Advogados, magistrados e professores universitários participaram, no dia 19 de setembro, do evento 30 anos da Constituição de 1988, realizado na Fecomércio-SP, em parceria com a Academia Internacional de Direito e Economia (AIDE).
Advogados, magistrados e professores universitários participaram, no dia 19 de setembro, do evento 30 anos da Constituição de 1988, realizado na Fecomércio-SP, em parceria com a Academia Internacional de Direito e Economia (AIDE).
No encontro que debateu os avanços e os desafios da Carta Magna, o presidente do Conselho Superior de Direito da federação, Ives Gandra Martins, relembrou que o texto da Constituição, originalmente com 245 artigos, foi resultado de 19 meses de trabalho dos deputados constituintes. O jurista, que apoia mudanças na Constituição, destaca que o Conselho atua há 29 anos com a análise dos temas da Carta Magna.
Os estudos dos conselheiros da Fecomércio-SP sobre a variada gama de temas constitucionais da Carta da República também resultaram no livro 30 anos da Constituição Federal, que foi lançado no evento. “A Constituição garante a estabilidade das instituições, apesar das crises que o País enfrenta desde 1988. Então devemos corrigir o que pode e deve ser corrigido”, afirma Ives Gandra.
Presente no difícil trabalho de elaboração e seleção dos artigos, o relator da Constituição, ex-senador e consultor da presidência da Confederação Nacional do Comércio de Bens, Serviços e Turismo (CNC), Bernardo Cabral, lembrou que impediu a entrada de assuntos esdrúxulos como a de que todos os carros oficiais deveriam ser pintados de uma cor específica.
Cabral destacou que, eliminadas essas superficialidades, a Constituição tem papel fundamental, pois garante que o vice-presidente assuma em caso de impeachment do presidente. Ele ainda lamentou que o sistema parlamentarista não tenha sido aprovado, embora constasse no texto inicial. “O sistema parlamentarista de governo foi derrubado de última hora, no plenário, e o sistema presidencialista foi aprovado”, disse.
Para o advogado criminalista do escritório Mariz de Oliveira, Antonio Claudio Mariz de Oliveira, o principal ponto da Carta Magna está no artigo 5º, que trata dos direitos e garantias fundamentais dos cidadãos.
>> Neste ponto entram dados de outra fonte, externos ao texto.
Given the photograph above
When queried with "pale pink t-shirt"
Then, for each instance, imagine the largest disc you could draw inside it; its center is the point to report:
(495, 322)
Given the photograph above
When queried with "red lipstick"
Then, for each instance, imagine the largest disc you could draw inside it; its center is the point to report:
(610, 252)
Ele questionou o cumprimento da lei e sugeriu ue esse artigo permaneça íntegro caso a Constituição seja modificada. “Como advogado criminal, nunca foi tão difícil advogar no País como agora. Tomo conhecimento, pela imprensa, que meu cliente foi denunciado. Esse é um defeito não da Constituição, mas de seus aplicadores” afirmou.
Segundo o presidente da Academia Internacional de Direito e Economia (AIDE), Ney Prado, o documento trouxe estabilidade institucional e é um marco importante na história do Brasil, no início da experiência democrática.
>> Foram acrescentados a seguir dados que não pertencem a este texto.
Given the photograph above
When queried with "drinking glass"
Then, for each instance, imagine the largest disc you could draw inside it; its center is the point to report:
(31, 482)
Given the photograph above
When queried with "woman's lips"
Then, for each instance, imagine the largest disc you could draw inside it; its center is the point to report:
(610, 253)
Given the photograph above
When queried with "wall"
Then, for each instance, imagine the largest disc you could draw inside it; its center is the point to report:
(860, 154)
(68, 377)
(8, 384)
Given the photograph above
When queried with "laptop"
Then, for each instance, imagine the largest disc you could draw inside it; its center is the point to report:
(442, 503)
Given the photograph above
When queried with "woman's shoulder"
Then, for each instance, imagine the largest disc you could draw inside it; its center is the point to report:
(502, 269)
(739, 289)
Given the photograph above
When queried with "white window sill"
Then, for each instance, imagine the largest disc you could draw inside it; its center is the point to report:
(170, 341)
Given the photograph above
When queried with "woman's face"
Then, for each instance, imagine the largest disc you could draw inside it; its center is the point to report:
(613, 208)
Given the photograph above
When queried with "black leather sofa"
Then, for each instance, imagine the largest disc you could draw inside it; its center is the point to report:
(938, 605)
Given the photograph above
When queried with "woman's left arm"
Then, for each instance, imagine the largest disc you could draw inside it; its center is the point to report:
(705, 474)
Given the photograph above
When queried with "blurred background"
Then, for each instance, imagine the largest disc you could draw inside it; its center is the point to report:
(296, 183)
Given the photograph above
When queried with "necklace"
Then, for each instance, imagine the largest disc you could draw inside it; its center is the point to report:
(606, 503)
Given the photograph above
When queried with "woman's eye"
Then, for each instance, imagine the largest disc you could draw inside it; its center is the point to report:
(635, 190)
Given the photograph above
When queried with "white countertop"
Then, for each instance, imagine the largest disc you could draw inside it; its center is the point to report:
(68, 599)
Sobre as reformas possíveis na Carta Magna, o professor Titular de Direito Administrativo pela Pontifícia Universidade Católica de São Paulo (PUC-SP), Adilson Abreu Dallari, elencou o Parlamentarismo, a adoção do sistema de votação eleitoral distrital e a alteração sobre a adoção de medidas provisórias como consta na Constituição. Para ele, eventuais mudanças deveriam ser discutidas e feitas por uma assembleia nacional constituinte autônoma.
Também participaram do evento o professor Catedrático de Direito Constitucional da Faculdade de Direito da Universidade de São Paulo (USP) por 40 anos e sócio-proprietário da Advocacia Professor Manoel Gonçalves Ferreira Filho, Manoel Gonçalves Ferreira Filho; o presidente da Associação dos Advogados de São Paulo (AASP), Luiz Périssé Duarte Júnior; o professor de livre-docência pela Faculdade de Direito da Universidade de São Paulo (USP), Dircêo Torrecillas Ramos; o sócio da Sergio Ferraz Consultoria Jurídica, Sérgio Ferraz; a diretora da Escola Superior de Advocacia da Ordem dos Advogados do Brasil (OAB), Ivette Senise e o professor Titular da Faculdade Autônoma de Direito de São Paulo (FADISP) e Juiz do Trabalho do TRT da 2ª Região, Francisco Pedro Jucá.